Ensure responsive, inclusive, participatory and representative decision-making at all levels.
The EITI is built on the idea that stakeholders can achieve more working together, even if their points of departure may be diametrically opposed. In many countries, the EITI’s main achievement is providing a platform for stakeholders who would otherwise be unable to take part in the public debate. For countries who have recently experienced conflict or repression, the EITI provides a framework that allows all parties to come to the table and have engage in meaningful discussions on the management of the natural resource sector – often for the first time. See how the EITI is being used in Myanmar and around the world to make progress on inclusive governance.
Ensure public access to information and protect fundamental freedoms, in accordance with national legislation and international agreements.
How can the technical findings of over 300 pages of an EITI Report be effectively communicated to communities living near mines and oilfields? See how EITI Indonesia has embraced these challenges and brought the EITI to local communities through different media.
Strengthen domestic resource mobilization, including through international support to developing countries to improve domestic capacity for tax and other revenue collection.
Mobilizing domestic resources is the main mechanism for achieving goals at the national level.
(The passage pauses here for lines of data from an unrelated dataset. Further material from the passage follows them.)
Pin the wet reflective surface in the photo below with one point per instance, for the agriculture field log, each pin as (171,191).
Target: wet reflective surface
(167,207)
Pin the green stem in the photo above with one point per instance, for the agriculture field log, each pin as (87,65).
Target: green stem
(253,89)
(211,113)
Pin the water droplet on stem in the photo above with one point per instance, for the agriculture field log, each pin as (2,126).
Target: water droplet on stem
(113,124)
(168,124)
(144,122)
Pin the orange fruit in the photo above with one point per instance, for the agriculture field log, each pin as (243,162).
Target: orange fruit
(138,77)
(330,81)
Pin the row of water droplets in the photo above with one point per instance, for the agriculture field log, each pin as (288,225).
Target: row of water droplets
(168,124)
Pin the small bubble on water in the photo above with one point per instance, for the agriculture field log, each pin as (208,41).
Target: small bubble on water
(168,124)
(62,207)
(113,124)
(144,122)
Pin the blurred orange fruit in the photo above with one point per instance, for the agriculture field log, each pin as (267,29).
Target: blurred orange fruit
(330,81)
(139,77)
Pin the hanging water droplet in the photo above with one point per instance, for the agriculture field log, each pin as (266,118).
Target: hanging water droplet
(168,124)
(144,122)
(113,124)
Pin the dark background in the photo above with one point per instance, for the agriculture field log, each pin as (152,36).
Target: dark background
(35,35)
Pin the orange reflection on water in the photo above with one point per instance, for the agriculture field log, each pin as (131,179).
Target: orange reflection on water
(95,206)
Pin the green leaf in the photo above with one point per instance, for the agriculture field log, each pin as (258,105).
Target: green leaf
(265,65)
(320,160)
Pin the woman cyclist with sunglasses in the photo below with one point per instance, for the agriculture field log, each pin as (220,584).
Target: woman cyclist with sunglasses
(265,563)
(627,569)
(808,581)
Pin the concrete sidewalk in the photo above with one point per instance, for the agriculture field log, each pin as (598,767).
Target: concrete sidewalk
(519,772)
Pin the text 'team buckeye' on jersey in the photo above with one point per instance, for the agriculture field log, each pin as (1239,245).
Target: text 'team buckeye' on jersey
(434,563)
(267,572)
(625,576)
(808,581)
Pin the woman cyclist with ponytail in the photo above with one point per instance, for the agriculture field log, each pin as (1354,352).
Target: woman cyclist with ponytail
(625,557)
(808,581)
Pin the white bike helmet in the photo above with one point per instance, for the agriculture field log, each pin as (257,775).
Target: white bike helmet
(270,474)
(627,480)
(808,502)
GDP growth has the potential to generate increased funds for health, education, and other core components of development. Some countries do not yet have robust systems to collect taxes, reduce tax evasion, and account properly for financing allocations. As paragraph 26 of the Addis Agreement notes “Countries relying significantly on natural resource exports face particular challenges… We encourage countries to implement measures to ensure transparency, and take note of voluntary initiatives such as the Extractive Industries Transparency Initiative”. The EITI helps to improve the capacity of domestic tax systems to stem illicit flows and tax avoidance. See how Nigeria is using the EITI to recover over USD 2.4 billion that can be used to make progress on SDG 17.
Encourage and promote effective public, public-private, and civil society partnerships, building on the experience and resourcing strategies of partnerships.
Principle 12 of the EITI states
“In seeking solutions, we believe that all stakeholders have important and relevant contributions to make – including governments and their agencies, extractive industry companies, service companies, multilateral organisations, financial organisations, investors and non-governmental organisations”.
The multi-stakeholder approach of the EITI is central to the operation and philosophy of the Agenda 2030, and it is reflected in how the EITI is governed and implemented where relevant actors are represented. These include government agencies, industry and civil society. See guidance note on MSG oversight of the EITI reporting cycle.
By 2020, enhance capacity building support to developing countries, including for LDCs and SIDS, to increase significantly the availability of high-quality, timely and reliable data.
Data deriving from EITI processes increase awareness about how countries’ natural resources are used and how extractives resources are awarded, monetised and allocated. EITI countries have together published data on the extractive sector covering around 300 fiscal years. Until recently, this data was not very accessible or useable, contained only in paper reports and pdf files. Disclosing timely data as “open data” online enables users to make better use of EITI data to inform public debate about the extractive industries. See how the Government of Sierra Leone has reformed the administration of its mining sector by implementing an electronic mining cadaster system resulting in stakeholders having access to timely and accurate data.